What's the gif supposed to tell me? It's supposed to demo the product and give me a feel for its capabilities. But it just flits around and goes so fast, offers zero explanation for anything, it just leaves me disoriented. So at minimum, this needs captions and it needs to go about 2x slower. But really, this one GIF should not be the most substantive element on the first page relating to the actual product and what it does. Trust lowered.
Moving on to the "company carousel", which is trying to say "these other companies trust us so you should too". They're trying to ride on the reputations of Stanford, Cornell, Columbia, UPenn, Google, etc. as a sort of pseudo-endorsement, because they cannot post real endorsements from these institutions, because they do not exist (doesn't YC have legal counsel to tell them this is illegal?). How are engineers using Nia at Stanford? We don't know, Nia will not say, likely because no one at Stanford is using it in any real capacity that is impressive enough to put on the front page of the website. If they were, then why wouldn't Nia tell us about that rather than just flashing the Stanford logo? So the logo suffices, and I guess the more logos the better. Trust lowered.

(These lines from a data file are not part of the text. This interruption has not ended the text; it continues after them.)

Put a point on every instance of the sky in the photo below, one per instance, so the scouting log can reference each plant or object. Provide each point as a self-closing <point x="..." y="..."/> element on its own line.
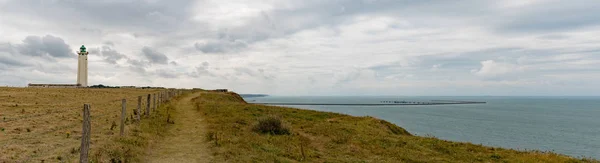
<point x="310" y="47"/>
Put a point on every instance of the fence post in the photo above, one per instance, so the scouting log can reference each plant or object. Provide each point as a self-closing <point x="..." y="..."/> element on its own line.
<point x="123" y="115"/>
<point x="139" y="108"/>
<point x="148" y="106"/>
<point x="85" y="134"/>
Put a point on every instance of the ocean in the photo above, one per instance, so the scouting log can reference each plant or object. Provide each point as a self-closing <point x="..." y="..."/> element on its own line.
<point x="567" y="125"/>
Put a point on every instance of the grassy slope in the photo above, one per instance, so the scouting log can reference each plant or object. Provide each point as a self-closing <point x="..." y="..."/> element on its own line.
<point x="331" y="137"/>
<point x="45" y="123"/>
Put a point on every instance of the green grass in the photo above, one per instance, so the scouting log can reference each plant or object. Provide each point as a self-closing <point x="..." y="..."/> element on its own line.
<point x="329" y="137"/>
<point x="141" y="135"/>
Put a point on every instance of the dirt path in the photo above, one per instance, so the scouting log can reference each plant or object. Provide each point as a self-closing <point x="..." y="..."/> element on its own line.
<point x="185" y="140"/>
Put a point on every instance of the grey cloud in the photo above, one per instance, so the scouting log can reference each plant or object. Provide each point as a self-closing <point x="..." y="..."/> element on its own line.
<point x="239" y="71"/>
<point x="137" y="66"/>
<point x="110" y="55"/>
<point x="47" y="46"/>
<point x="220" y="46"/>
<point x="554" y="16"/>
<point x="160" y="15"/>
<point x="154" y="56"/>
<point x="12" y="62"/>
<point x="167" y="74"/>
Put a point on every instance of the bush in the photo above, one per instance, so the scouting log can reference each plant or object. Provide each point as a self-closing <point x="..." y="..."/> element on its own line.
<point x="271" y="125"/>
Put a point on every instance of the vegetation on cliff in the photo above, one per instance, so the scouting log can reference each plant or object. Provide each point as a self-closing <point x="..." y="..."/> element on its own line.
<point x="237" y="133"/>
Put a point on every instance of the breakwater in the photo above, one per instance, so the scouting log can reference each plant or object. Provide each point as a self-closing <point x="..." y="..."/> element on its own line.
<point x="384" y="103"/>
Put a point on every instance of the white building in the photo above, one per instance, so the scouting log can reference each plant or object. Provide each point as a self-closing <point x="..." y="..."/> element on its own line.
<point x="82" y="67"/>
<point x="81" y="74"/>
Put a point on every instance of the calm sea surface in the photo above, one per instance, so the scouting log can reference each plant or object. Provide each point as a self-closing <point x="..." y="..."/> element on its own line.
<point x="567" y="125"/>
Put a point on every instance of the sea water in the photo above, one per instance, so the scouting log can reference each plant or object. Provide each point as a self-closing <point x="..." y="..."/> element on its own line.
<point x="567" y="125"/>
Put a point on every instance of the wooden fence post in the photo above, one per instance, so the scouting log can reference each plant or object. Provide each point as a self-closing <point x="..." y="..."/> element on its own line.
<point x="148" y="106"/>
<point x="138" y="117"/>
<point x="123" y="115"/>
<point x="85" y="134"/>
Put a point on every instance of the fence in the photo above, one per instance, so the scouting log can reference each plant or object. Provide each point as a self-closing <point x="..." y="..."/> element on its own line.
<point x="163" y="98"/>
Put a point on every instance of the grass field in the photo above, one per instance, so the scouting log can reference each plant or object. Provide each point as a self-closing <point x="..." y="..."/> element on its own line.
<point x="330" y="137"/>
<point x="45" y="123"/>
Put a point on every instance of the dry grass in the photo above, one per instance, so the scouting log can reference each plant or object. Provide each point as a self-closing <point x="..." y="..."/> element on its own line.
<point x="330" y="137"/>
<point x="45" y="123"/>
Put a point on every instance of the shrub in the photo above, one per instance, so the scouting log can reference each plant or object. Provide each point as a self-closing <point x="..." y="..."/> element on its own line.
<point x="271" y="125"/>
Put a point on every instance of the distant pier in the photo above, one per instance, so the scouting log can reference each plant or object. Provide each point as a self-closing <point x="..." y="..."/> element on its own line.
<point x="386" y="103"/>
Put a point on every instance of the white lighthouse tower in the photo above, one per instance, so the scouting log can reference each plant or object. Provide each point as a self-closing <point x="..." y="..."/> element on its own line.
<point x="82" y="67"/>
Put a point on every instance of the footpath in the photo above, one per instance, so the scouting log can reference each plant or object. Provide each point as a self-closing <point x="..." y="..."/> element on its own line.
<point x="185" y="140"/>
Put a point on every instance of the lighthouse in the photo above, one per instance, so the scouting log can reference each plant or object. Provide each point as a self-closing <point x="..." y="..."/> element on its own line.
<point x="82" y="67"/>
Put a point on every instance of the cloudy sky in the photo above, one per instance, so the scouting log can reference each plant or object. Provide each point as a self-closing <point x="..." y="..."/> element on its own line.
<point x="309" y="47"/>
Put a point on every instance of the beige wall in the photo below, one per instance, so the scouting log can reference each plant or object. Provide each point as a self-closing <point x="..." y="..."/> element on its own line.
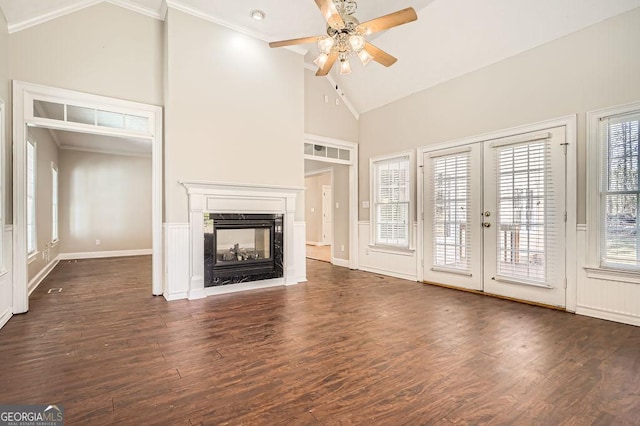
<point x="46" y="153"/>
<point x="590" y="69"/>
<point x="234" y="110"/>
<point x="5" y="95"/>
<point x="326" y="118"/>
<point x="313" y="205"/>
<point x="103" y="49"/>
<point x="341" y="196"/>
<point x="104" y="197"/>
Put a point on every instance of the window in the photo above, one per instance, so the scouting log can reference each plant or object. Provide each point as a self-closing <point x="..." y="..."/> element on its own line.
<point x="31" y="197"/>
<point x="392" y="193"/>
<point x="54" y="203"/>
<point x="614" y="148"/>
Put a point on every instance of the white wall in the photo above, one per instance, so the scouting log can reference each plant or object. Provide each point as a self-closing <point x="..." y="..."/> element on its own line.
<point x="313" y="204"/>
<point x="46" y="153"/>
<point x="590" y="69"/>
<point x="340" y="195"/>
<point x="326" y="118"/>
<point x="104" y="197"/>
<point x="103" y="49"/>
<point x="234" y="110"/>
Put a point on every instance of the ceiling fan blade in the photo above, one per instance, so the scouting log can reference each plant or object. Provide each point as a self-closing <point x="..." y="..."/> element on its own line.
<point x="380" y="55"/>
<point x="294" y="41"/>
<point x="330" y="13"/>
<point x="389" y="21"/>
<point x="327" y="65"/>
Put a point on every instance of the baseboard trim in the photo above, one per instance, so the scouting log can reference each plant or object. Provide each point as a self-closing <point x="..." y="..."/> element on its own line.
<point x="5" y="317"/>
<point x="175" y="296"/>
<point x="343" y="263"/>
<point x="100" y="254"/>
<point x="607" y="315"/>
<point x="35" y="282"/>
<point x="389" y="273"/>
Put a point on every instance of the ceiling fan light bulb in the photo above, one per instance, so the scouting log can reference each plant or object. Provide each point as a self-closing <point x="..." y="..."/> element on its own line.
<point x="345" y="67"/>
<point x="357" y="42"/>
<point x="365" y="57"/>
<point x="325" y="44"/>
<point x="321" y="60"/>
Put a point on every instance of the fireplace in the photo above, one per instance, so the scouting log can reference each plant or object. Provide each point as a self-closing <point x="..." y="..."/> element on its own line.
<point x="242" y="248"/>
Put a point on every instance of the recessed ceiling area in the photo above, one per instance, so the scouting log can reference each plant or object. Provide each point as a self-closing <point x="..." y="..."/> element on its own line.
<point x="449" y="39"/>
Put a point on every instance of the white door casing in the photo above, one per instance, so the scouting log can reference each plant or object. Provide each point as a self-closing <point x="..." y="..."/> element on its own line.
<point x="327" y="217"/>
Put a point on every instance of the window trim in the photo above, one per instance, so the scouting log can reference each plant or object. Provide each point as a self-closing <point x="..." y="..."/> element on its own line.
<point x="410" y="248"/>
<point x="55" y="221"/>
<point x="594" y="267"/>
<point x="34" y="251"/>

Next the investor list: who is this for and what does it communicate? It appears to be a list of Chiefs, VPs, Co-Founders, and various funds who are deemed to be "world class", which is just another parade of logos but for a different audience, likely other investors who know these people. Maybe this speaks to some people in terms of the project having a solid financial backing but that's a smokescreen to distract you from the fact there's no actual business plan here aside from running on the VC treadmill and hoping to get acquired by one of your customers and/or investors. Trust lowered.
Then we get to the Twitter parade, which is a third instance of "just trust us bro". And it includes such gems as "Can confirm, coding agents go hard" and "go try Nia, go into debt if you have to". Testimonials are for products I can't try myself, this seems like something that can be demoed, so why isn't it? Why did they opt to devote all this space to show a bunch of random people saying random uninteresting things about their product, rather than use the space to say more interesting things about their product? Because the testimonials are a distraction from the actual product. Trust lowered.
Again, I'm left asking: Why do I have to listen to and trust these other people if the technology is so good? Why am I halfway down the page reading this thing, and I've yet to hear any specifics about how this thing works or what it does for me. I was told other people are using it but not how, I was told other people invested in it but not how much, and I was told some companies are maybe using it but not in what capacity.
So in summary, this page is: "Look how shiny! You trust us. No really, you can trust us! Seriously, look at all these people, who say you can trust us, you seriously can! Now give us money."
So to answer your question:
> what would be the correct way to do it according to your checklist.
Don't do any of the things that were done, and instead lead with the product. Prove all claims made. If a claim can't be proven don't make it. Stand behind your technology rather than testimonials.